Vehicles That Fly—and Maybe Ones that Drive
One of the first target markets for the aerogel blankets involves military vehicles. Lebel reports that Aspen aerogel materials are currently being evaluated as a way to provide thermal insulation and reduce the infrared signature of helicopters and other military air-craft. One key consideration in these applications is balancing weight against thermal performance. And on this score, aerogel blankets excel. They have R values ranging from R-10 to -15 per inch versus R-3 per inch for fiberglass and up to R-7.5-inch for common foamed plastics. Yet with upwards of 95 percent of their volume consisting of air, aerogels alone have a density as low as 0.001 g/cc. When combined with the textile, they essentially take on the density of the non-woven, Lebel explains. So far, the military applications have been Aspen's focus, but Lebel notes that commercial aircraft and underhood applications in cars, particularly race cars, might be a good fit too. Aspen has products good for temperatures up to 650C—as well as products for cryogenic temperatures.
When it comes to garments, it doesn't get more technical than space suits. And indeed, NASA has shown interest in the aerogels as a possible insulation solution for its new generations of extra-vehicular suits, according to Lebel.

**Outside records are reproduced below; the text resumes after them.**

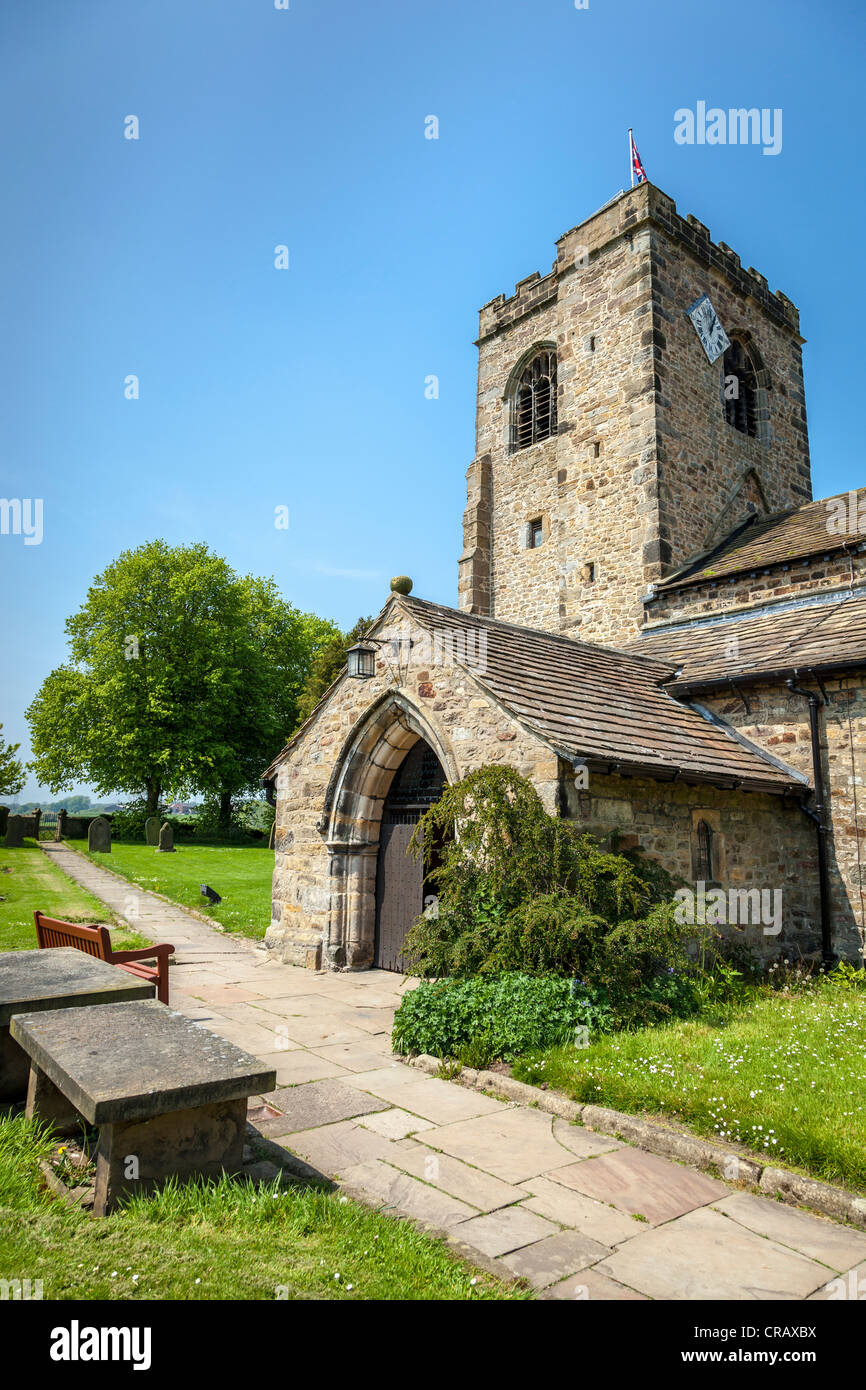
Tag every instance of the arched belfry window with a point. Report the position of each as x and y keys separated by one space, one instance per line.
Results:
x=740 y=389
x=534 y=401
x=704 y=856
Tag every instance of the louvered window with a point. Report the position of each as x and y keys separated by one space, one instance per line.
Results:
x=534 y=402
x=704 y=858
x=740 y=388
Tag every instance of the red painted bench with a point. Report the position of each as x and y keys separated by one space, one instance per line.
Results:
x=96 y=941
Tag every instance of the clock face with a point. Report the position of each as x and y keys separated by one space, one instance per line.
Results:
x=711 y=332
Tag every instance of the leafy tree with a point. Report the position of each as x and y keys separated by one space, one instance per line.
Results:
x=181 y=677
x=327 y=665
x=11 y=772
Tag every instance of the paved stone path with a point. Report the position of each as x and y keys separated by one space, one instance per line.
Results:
x=577 y=1214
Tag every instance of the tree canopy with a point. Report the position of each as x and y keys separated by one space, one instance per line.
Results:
x=11 y=772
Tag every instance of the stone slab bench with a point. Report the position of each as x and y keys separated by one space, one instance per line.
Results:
x=168 y=1097
x=60 y=979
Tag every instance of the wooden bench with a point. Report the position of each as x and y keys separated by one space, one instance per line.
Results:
x=96 y=941
x=168 y=1097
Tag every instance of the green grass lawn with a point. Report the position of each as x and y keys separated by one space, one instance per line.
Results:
x=29 y=881
x=220 y=1240
x=239 y=873
x=781 y=1073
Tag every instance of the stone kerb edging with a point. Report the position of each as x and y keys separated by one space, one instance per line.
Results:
x=670 y=1143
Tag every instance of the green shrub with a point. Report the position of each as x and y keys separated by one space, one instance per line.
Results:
x=494 y=1016
x=523 y=890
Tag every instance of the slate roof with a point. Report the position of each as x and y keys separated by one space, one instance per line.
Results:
x=766 y=541
x=594 y=704
x=820 y=635
x=606 y=708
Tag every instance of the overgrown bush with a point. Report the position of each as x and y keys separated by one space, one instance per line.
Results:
x=489 y=1018
x=520 y=890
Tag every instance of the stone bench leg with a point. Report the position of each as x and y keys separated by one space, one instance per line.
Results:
x=14 y=1069
x=135 y=1157
x=46 y=1102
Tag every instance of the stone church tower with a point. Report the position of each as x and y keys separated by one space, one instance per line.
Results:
x=609 y=449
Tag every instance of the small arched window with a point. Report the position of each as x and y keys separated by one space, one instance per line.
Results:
x=740 y=389
x=704 y=856
x=534 y=402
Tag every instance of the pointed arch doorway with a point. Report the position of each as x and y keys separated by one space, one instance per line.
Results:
x=402 y=881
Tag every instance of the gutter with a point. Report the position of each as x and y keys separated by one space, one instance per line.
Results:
x=818 y=815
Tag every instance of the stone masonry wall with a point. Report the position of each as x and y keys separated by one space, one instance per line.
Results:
x=451 y=704
x=644 y=462
x=822 y=574
x=779 y=720
x=761 y=841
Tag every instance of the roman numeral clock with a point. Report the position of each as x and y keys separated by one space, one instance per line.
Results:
x=713 y=338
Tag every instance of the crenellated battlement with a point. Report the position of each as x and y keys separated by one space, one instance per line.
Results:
x=624 y=216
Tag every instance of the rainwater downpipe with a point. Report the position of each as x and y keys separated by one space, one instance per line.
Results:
x=819 y=815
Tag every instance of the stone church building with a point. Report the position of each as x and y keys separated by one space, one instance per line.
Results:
x=656 y=624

But aerogels have found a home here on Earth in garments and footwear used by skiers, snow boarders, and others who brave the cold for fun. Lebel reports, for instance, that snowboard maker Burton has been using Aspen material in outerwear for the past two seasons. And he adds that several other makers of winter gear will follow suit this year. In all these applications, aerogels ability to insulate without loft comes into play. "Most insulation materials rely on loft," Lebel says, explaining that loft means more bulk and keeps many insulation materials out of applications where they see compressive loads. Aerogels, by contrast, still insulate when compressed and can even be used underfoot. Polar Wrap's new Toasty Feet inserts, for example, use the material. Makers of ski and winter boots have also expressed interest, Lebel reports. Aspen's currently commercial aerogels can take compressive loads up to 150 psi. "We intend to increase that," Lebel says. The company has developmental products that can handle up to 4,000 psi.